Sunday, 23 November 2014

Weekend code puzzle: Dave's answer (Python)

G'day:
I'm continuing to look at each person's submissions for the code puzzle ("Something for the weekend? A wee code puzzle (in CFML, PHP, anything really...)").

Dave's done a Python version. Like Chris just before him, Dave got his answer in before I varied the rules slightly, so his answer just finds the first longest subseries within the threshold from within the series; it does not check same-lengthed subseries for which has the highest within-threshold total. "Within" three times in a sentence. Sorry about that.



I'm also gonna do Dave a slight disservice for the sake of making a point. The initial version of Dave's code - the version I was testing on Fri evening when I started planning this article - had a logic error in it. Later on Friday or perhaps Sat, Dave submitted a new version of the code which was addressing another issue, but it inadvertantly (?) also fixed the logic issue I found. I'm gonna look at the initial version first, and then look at the updated version.

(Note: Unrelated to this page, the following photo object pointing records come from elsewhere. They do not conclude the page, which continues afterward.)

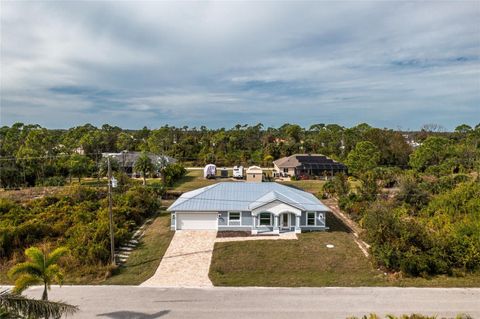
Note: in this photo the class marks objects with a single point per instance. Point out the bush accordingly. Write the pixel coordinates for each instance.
(77, 219)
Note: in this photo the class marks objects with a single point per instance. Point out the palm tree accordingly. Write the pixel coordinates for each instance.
(13, 305)
(40, 269)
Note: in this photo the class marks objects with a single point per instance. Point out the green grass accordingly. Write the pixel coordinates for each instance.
(311, 186)
(307, 262)
(144, 261)
(141, 265)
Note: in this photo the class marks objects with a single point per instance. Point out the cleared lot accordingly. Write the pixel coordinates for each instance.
(140, 302)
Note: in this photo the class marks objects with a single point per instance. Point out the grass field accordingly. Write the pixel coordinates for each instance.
(307, 262)
(140, 266)
(311, 186)
(144, 261)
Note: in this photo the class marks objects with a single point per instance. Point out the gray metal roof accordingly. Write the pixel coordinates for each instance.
(238, 196)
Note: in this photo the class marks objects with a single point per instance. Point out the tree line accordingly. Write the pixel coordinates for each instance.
(33, 155)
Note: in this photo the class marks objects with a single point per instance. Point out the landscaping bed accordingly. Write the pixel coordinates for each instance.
(231, 233)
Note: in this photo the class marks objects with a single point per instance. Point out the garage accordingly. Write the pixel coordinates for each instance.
(198, 221)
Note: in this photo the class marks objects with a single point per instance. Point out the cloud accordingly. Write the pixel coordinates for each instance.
(217, 64)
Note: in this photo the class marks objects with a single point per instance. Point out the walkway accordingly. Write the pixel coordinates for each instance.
(186, 262)
(282, 236)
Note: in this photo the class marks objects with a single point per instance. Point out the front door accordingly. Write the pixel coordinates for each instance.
(285, 220)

Here's the code (first version):

# daveWhite.py
def subSeries(series,threshold):
    currentTotal = 0
    counter = 0
    tempSeries = []
    longestSeries = []
    while len(series) > 1:
        currentTotal += series[counter]
        if currentTotal > threshold:
            if len(tempSeries) > len(longestSeries):
                longestSeries = tempSeries
            series.pop(0)
            tempSeries = []
            counter = 0
            currentTotal = 0
        else:
            tempSeries.append(series[counter])
            counter += 1
        if counter >= len(series):
            break
    return longestSeries

The only Python I had done in the past was to test some lunacy I'd perceived in PHP. I wasn't completely sure it was lunacy (spoiler: it was), so tested the logic with some other languages ("PHP: include paths are relative to the current working directory"). This is really the first time I've even looked at Python code. I've always had reservations about the "whitespace is meaningful" thing Python does, and I can't say I'm really warming to it. Having played around with it a bit now, it's not "just completely bloody stupid" like I thought I would find it, but I'm still... a bit "meh" about the whole idea. I'd rather it had an "end" or a "}" at the end of logic blocks.

Anyway - from this small snippet of code anyhow - it's reasonably easy to follow, which is something I guess. I did find it odd that to append to a list (Python it seems calls arrays "lists". OK) one uses an .append() (the Python docs seem to be a bit shit: they are class-centric, not method-centric, so you'll just need to scroll down to .append()) method like one might expect. But to get the length of a list, one uses the len() headless function. Weird. I do like how one can pop() from either end (or anywhere within) of the arraylist though: pop(0) removes and returns the first element of the list. This makes more sense than having pop() for removing from the high-end, and shift() to remove from the low end (ie: like in JS). Nothing else in that code stands out to me (Python-wise, I mean).

Dave had a test to prove exactly the code puzzle requirement, which wasn't enough for me, so I did some RTFM and worked out how to write a series of tests to run on the function. I could not be arsed looking into what unit testing framework Python might offer... and I was using dodgy airport wifi anyhow so my googling / installing options were limited, so just hand rolled some stuff.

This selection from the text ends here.